中国当局は昨年秋、仮想通貨を使った資金調達であるICO(イニシャル・コイン・オファリング)を禁止。仮想通貨の取引所も強制的に閉鎖した。MERCULETは中国を本拠としているが、ジャン氏は「シンガポールや米シリコンバレーにも拠点を置いた。東南アジアや中東、欧州の企業とも連携して、世界で業務を手がけたい」と話す。世界拠点には日本も含まれる。日本で既に法人を立ち上げており、仮想通貨取引所の開設などを目指すという。

 中国当局が規制を導入して以来、中国のブロックチェーン関連企業や仮想通貨関連企業が日本に注目している。仮想通貨をいち早く合法化したからだ。その後、コインチェックで仮想通貨「NEM」の巨額流出が起き、日本の金融当局も監視強化に動いている。
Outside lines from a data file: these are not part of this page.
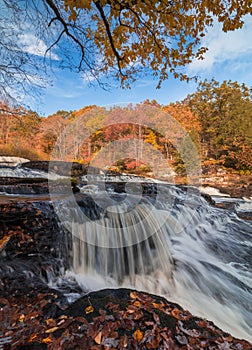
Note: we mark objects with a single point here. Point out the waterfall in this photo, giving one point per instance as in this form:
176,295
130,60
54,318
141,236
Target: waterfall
172,244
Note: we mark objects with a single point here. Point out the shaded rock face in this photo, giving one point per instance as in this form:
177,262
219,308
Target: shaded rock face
33,248
60,168
12,161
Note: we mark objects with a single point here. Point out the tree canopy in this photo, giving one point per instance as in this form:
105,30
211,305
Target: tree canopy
119,39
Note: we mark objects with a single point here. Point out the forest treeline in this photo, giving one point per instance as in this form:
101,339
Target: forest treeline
216,118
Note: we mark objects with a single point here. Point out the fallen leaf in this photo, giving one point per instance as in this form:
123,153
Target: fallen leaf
89,309
32,338
138,335
50,322
124,341
47,340
137,303
21,318
51,330
97,339
133,295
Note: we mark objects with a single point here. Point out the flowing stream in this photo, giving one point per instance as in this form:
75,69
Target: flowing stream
173,243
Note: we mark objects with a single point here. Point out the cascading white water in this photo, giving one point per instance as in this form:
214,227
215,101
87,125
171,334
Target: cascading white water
183,248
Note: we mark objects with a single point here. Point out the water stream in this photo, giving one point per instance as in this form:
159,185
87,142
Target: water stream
172,244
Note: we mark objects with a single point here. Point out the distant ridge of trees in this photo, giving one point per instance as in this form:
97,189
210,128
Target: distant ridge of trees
217,117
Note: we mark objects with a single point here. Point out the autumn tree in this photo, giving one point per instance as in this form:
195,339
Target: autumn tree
120,39
225,112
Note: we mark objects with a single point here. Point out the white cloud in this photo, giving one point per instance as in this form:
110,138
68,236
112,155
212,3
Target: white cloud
32,45
231,46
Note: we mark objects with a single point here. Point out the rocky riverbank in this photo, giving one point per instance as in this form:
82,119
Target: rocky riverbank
108,319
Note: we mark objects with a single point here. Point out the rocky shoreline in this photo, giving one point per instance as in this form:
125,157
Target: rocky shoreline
37,316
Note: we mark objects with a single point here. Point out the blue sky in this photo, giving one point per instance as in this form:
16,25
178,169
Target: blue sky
228,57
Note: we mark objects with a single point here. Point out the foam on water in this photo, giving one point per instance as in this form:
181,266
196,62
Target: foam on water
185,249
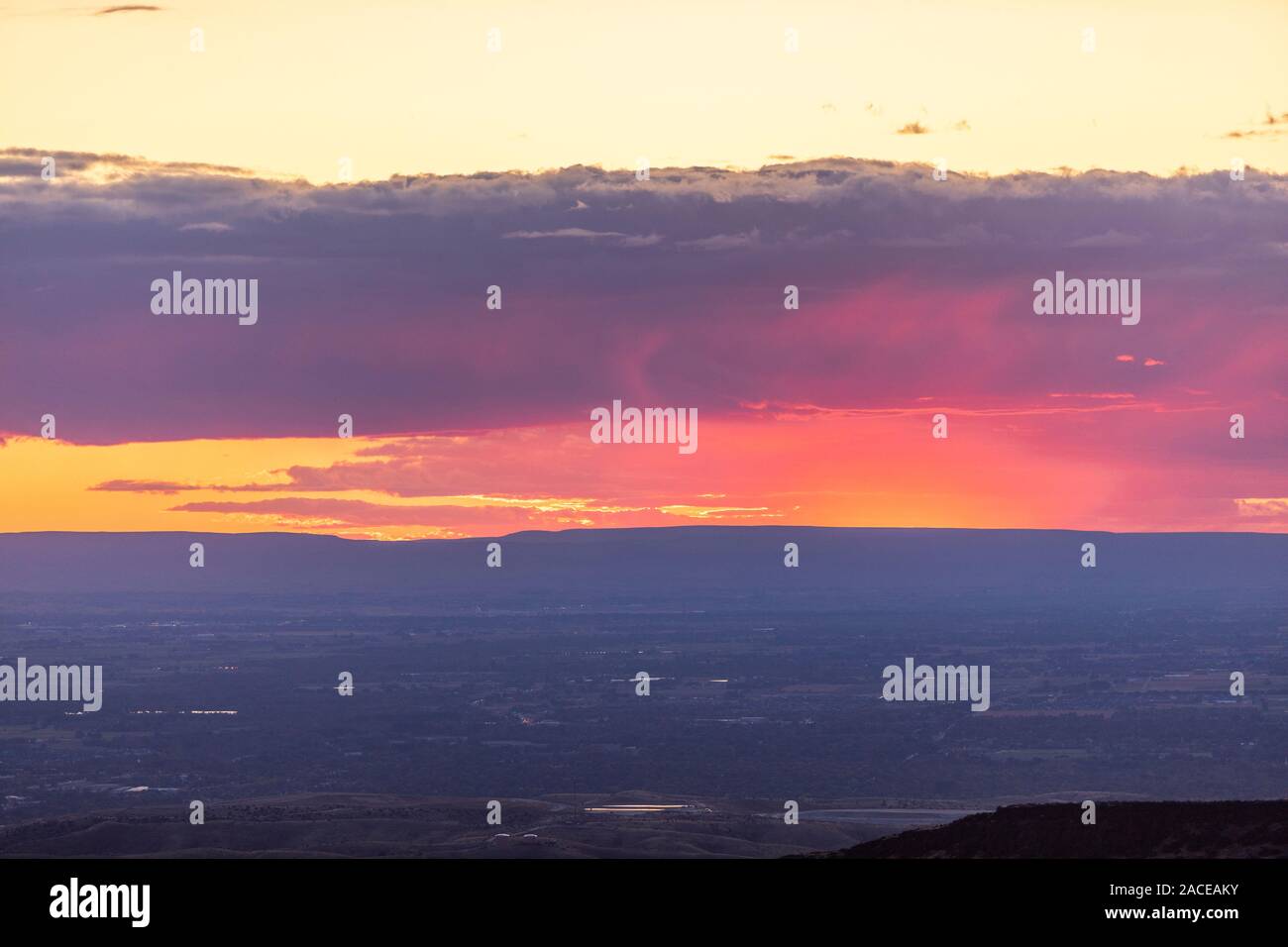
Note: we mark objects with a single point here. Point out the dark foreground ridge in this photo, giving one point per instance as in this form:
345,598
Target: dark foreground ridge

新たな仮想通貨取引所の開設は容易ではないと見られる。だが、それでもジャン氏は「日本は仮想通貨取引の中心国になる」と意に介さない。

高まる巨大プラットフォーム企業への不信感

 「今後、アプリを使う人のニーズは一層、細分化されていく。そうなると巨大な1つのアプリ、サービスではニーズに応えきれず、様々な中小のサービスが登場するはずだ。これら中小のサービスとユーザーをつなぐのが我々の狙い。アリババやテンセントのようなネットの巨人が独占する時代は終わると考えている」。ジャン氏はこう語る。

 ジャン氏が構想するトークンによるエコシステムが成立するのかどうかは分からない。ユーザー側にトークンを得るメリットがなければアプリの利用につながらない。一方でフェイスブックの個人データ流出問題のように、巨大なIT企業が利用者のデータを収集・管理し、利用する仕組みに疑問符が付き出しているのも確かだ。

 個人情報が利用されることに鷹揚とされる中国でも、今年に入りプライバシーに関する炎上事案がいくつか起きている。3月には百度(バイドゥ)の李彦宏CEOがシンポジウムで「中国人は生活の便利さや効率性のために、進んでプライバシーを提供する」と発言し、中国国営メディアまでが取り上げる騒ぎになった。ジャン氏の取り組みは、巨大プラットフォーム企業の支配を崩す一石となるのだろうか。